What an event! The adidas Rockstars 2019 results are in and one country is really showing it’s strength. As ever the boulders set were top quality and we really appreciate how much thought and effort goes in from the setters. Adidas really steps up the game with this comp and put the setters in the spotlight as well as taking great care of the competitors.
You can rewatch the entire finals livestream below or scroll down further for the short superfinals video. It’s a high quality event that features Sasha DiGiulian and Liam Lonsdale on commentary, live DJ’s, live bands, and plenty of hype from the crowd. The event is anything but your standard serious comp and the climbers seem to really enjoy the mix up.
Finals saw three boulders set separately for the six Men and six Women that got through. In the modern style on bouldering comps we saw a lot of parkour style problems. Big dynamic moves on awesome looking holds. Lots of dual texture holds were featured as well as – shock horror – a crack problem.
Three Japanese climbers – Yoshiyuki Ogata, Kai Harada, and Kokoro Fujii – qualified to finals, as well as Austrian Florian Klingler, Korean Jongwon Chon, and Gregor Vezonik for Slovenia. Ogata was the only climber to top M1, with four managing M2. Ogata and Klinger then both managed to finish M3 to get through to the superfinal.
The adidas Rockstars superfinal format takes the top two competitors and has them climb the same problem at the same time. The route is set twice on the same angle of wall but so the competitors are just out of eye view of each other.

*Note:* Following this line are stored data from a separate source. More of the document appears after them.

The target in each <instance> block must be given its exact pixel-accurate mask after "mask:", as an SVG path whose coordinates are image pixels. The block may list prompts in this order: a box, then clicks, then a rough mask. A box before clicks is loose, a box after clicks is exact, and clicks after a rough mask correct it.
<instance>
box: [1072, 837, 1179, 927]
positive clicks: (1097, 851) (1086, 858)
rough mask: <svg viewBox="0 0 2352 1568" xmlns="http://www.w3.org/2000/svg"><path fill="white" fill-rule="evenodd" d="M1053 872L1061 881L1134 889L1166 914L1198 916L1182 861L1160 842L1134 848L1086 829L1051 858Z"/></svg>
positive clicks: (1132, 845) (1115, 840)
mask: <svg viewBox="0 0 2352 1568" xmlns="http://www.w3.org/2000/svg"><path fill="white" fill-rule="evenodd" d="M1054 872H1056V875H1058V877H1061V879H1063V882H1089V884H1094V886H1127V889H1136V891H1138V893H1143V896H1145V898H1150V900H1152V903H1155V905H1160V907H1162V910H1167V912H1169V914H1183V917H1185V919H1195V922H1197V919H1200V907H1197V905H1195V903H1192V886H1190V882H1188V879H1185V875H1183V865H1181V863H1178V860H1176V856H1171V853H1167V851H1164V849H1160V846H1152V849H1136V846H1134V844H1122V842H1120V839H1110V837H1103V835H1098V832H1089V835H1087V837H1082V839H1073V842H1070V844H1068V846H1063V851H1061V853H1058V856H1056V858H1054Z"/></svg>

They have a time limit of four minutes and the first person to top out and press a button at the top wins – American Ninja style. It makes for a really interesting and very loud finish. Watch the men’s below or scroll down for the winner.
Yoshiyuki Ogata with two big jumps took the superfinal to win! The 21 year old took third in the IFSC Climbing World Cup Bouldering event in Vail, just under Ondra and Tomoa Narasaki. As well as competing he also coaches for the Japanese youth team.
Again Japan are topping every finalist list with three competitors – Futaba Ito, Ai Mori, and Miho Nonaka. Shauna Coxsey for Great Britain just made it in – fresh off of her third place in the World Champs. Finally, representing Slovenia both Lucka Rakovec and Janja Garnbret – Combined and Bouldering World Champion.
There were some really tricky problems in the Women’s finals, with only six tops between the climbers. Janja Garnbret of course had three of these, continuing her reign of terror over the competitive scene. Seriously though the way that she climbs and sticks big moves one handed is incredible to watch. Futaba Ito managed two tops and one zone, doing very well to make it into the superfinals. Watch the women’s superfinals below or scroll down for the winner.
In a really tense final Futaba Ito took first by really dedicating herself to a horrible sloper hold. Janja took a big jump and to the first bloc but couldn’t get past that sloper, ending up stuck while trying to find a way to move upwards. A great showing from Futaba who took 7th in the Combined and 4th in Bouldering at the 2019 World Champs at only 17 years old.